The fourth section of the defense statement challenges the criminal evidence presented by the government, including the part mentioning that Yahoo Hong Kong Ltd provided evidence, as follows:

“ (2) On August 1, 2003, Yahoo Hong Kong Ltd provided to the public security agency Proof of the User's Information, 'provided relevant information about user lizhi340100,' and also explained 'for more detailed information, see attached documents. The Attached documents include the user's registered information and email from that account.' Therefore the part that can be considered evidence is the content of that attachment. But the attachment was not provided to the court. According to Yahoo's explanation, the content of the attachments not only reflects the situation of the mail exchanges, but also can have the function of “resolving some doubts.” Therefore, we hope the court will review the attachment. We certainly hope the defense lawyers will be allowed to review the documents so we can understand the full situation in order to defend our client. This is a matter of the rights of our client. Please remedy this situation.”
China would not have been able to jail this dissident -- and by dissident I mean a brave person who wants to bring democracy and freedom to China -- without the help of Yahoo. Blogger and internet advocate Rebecca MacKinnon has this to say about Yahoo's now common role as informant for the Chinese government:
A company that cares about human rights should not put user data in jurisdictions where full compliance with the law makes collaboration with human rights violations inevitable. Either they did not think this through before setting up their Chinese e-mail service or they don't care.
I agree.

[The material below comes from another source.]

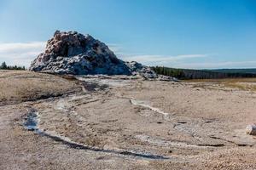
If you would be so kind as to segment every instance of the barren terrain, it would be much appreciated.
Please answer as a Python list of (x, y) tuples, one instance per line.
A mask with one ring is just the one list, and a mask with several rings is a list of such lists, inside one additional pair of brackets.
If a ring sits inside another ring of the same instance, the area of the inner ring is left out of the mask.
[(1, 71), (0, 169), (256, 169), (254, 82)]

One solution to Yahoo's (and Google, Microsoft and Cisco's) ethics problem would be for the US government to create legislation that would ban US internet companies from handing over their users' records to the Chinese government, especially when it might endanger the user. These companies are well aware of the sites their customers are using -- they store the information, hence China's desire to have access to it -- and should be made to promise that they won't assist the Chinese government in the repression of democracy and freedom. At issue may well be China's requirement that American companies follow their laws, when in fact these censorship and disclosure laws are a real barrier to ethical business inside China.

US companies should not be compelled to give up information that helps the Chinese government imprison dissidents. Yahoo, Google, Microsoft, and Cisco have repeatedly proved that they are incapable of standing by American values while dealing with the Chinese government. They are making a mockery of free speech, free information, and democracy by helping the Chinese government imprison, censor, repress, and propagandize over the internet. If this is what it takes, it's time for these companies to be given the protection of the US government to resist China's calls for private user information.